Betty dressed and went out.
She crossed the garden. It was very dark among the trees. It would be lighter in the road.
The big yard door was ajar. She pushed it softly. It creaked and let her through into the silent street. There were no lights in the hotel, no lights in any of the houses.
She stood a moment, hesitating. A door creaked inside the hotel. She took the road to the river.
"I wonder if people ever do drown themselves for love," said Betty: "he'd be sorry then."
CHAPTER XXII.
THE LUNATIC
The night kept its promise. Betty, slipping from the sleeping house into the quiet darkness, seemed to slip into a poppy-fringed pool of oblivion. The night laid fresh, cold hands on her tired eyes, and shut out many things. She paused for a minute on the bridge to listen to the restful restless whisper of the water against the rough stone.

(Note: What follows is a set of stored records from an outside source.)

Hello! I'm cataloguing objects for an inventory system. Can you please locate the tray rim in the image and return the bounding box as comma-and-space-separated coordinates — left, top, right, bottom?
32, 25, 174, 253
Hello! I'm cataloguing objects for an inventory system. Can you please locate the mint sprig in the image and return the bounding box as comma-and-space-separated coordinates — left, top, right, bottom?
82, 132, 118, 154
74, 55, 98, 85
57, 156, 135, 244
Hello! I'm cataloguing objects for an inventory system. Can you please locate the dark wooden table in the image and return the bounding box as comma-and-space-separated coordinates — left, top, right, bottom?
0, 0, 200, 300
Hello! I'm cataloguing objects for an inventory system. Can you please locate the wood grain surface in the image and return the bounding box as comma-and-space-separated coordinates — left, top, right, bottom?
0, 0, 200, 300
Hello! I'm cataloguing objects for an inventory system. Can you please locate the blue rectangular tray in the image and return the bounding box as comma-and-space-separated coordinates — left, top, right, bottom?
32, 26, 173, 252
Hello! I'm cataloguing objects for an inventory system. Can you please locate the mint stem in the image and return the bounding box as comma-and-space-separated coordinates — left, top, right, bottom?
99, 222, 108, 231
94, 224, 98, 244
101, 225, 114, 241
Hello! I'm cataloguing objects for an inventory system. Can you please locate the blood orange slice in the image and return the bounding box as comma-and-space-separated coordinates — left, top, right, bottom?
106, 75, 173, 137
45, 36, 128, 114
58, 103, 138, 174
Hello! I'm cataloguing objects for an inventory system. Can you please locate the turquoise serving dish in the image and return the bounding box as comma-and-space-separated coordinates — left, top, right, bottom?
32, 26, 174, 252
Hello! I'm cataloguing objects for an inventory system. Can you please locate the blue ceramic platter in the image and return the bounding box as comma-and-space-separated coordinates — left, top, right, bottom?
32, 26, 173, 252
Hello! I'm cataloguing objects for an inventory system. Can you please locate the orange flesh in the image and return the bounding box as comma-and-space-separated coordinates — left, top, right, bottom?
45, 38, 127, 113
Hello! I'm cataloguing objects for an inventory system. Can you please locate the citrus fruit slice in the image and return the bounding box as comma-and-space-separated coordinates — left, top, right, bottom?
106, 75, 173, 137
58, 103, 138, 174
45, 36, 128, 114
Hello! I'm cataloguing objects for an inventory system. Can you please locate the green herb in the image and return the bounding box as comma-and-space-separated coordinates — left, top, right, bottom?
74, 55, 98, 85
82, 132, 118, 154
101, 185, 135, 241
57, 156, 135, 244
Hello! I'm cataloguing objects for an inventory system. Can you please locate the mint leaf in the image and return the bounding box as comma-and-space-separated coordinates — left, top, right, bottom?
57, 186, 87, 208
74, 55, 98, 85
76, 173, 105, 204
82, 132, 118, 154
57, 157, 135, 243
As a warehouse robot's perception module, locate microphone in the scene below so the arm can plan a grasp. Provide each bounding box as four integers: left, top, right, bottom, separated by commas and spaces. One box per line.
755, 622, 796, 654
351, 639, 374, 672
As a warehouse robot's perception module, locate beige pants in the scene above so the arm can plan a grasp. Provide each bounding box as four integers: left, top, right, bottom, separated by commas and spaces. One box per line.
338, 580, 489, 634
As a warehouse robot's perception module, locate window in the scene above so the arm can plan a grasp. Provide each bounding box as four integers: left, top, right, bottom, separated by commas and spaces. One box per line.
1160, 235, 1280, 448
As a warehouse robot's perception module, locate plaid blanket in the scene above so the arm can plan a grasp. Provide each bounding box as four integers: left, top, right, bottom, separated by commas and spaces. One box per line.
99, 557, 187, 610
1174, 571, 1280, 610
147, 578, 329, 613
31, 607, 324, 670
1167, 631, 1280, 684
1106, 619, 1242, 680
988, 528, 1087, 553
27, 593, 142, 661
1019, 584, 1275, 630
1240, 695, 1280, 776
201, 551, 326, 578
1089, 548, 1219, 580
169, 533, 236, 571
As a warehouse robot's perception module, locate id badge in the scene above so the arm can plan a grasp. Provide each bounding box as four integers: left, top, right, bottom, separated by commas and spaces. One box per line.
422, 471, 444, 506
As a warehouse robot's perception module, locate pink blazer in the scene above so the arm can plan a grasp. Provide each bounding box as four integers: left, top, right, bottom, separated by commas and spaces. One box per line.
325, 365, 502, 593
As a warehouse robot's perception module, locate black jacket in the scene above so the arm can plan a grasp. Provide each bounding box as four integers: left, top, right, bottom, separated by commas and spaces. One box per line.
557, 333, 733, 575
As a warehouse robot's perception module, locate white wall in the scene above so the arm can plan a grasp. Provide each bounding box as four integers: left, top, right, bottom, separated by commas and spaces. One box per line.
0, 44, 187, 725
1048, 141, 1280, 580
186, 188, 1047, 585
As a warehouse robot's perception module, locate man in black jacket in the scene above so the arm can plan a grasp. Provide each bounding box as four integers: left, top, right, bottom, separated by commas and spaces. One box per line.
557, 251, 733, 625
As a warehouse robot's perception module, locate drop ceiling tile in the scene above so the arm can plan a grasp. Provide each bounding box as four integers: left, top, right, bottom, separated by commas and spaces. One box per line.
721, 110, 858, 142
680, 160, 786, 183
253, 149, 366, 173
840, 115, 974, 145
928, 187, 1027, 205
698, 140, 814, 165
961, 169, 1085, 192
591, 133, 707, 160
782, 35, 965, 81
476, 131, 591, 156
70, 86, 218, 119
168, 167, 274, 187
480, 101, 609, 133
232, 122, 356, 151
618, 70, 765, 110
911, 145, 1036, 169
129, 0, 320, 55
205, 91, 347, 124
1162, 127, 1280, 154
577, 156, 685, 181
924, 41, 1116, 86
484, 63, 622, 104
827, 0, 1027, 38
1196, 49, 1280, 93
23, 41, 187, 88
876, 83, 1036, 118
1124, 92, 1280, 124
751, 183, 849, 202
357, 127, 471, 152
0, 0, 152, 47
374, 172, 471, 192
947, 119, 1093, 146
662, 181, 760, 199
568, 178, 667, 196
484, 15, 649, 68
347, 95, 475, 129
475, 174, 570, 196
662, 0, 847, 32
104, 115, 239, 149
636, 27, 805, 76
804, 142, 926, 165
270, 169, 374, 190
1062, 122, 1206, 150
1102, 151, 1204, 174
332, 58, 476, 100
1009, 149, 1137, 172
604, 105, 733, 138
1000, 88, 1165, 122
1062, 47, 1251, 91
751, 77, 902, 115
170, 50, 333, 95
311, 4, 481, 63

Her eyes growing used to the darkness discerned the white ribbon of road unrolling before her. The trees were growing thicker. This must be the forest. Certainly it was the forest.
"How dark it is," she said, "how dear and dark! And how still! I suppose the trams are running just the same along the Boulevard Montparnasse,—and all the lights and people, and the noise. And I've been there all these months—and all the time this was here—this!"
Paris was going on—all that muddle and maze of worried people. And she was out of it all; here, alone.
Alone? A quick terror struck at the heart of her content. An abrupt horrible certainty froze her—the certainty that she was not alone. There was some living thing besides herself in the forest, quite near her—something other than the deer and the squirrels and the quiet dainty woodland people. She felt it in every fibre long before she heard that faint light sound that was not one of the forest noises. She stood still and listened.
She had never been frightened of the dark—of the outdoor dark. At Long Barton she had never been afraid even to go past the church-yard in the dark night—the free night that had never held any terrors, only dreams.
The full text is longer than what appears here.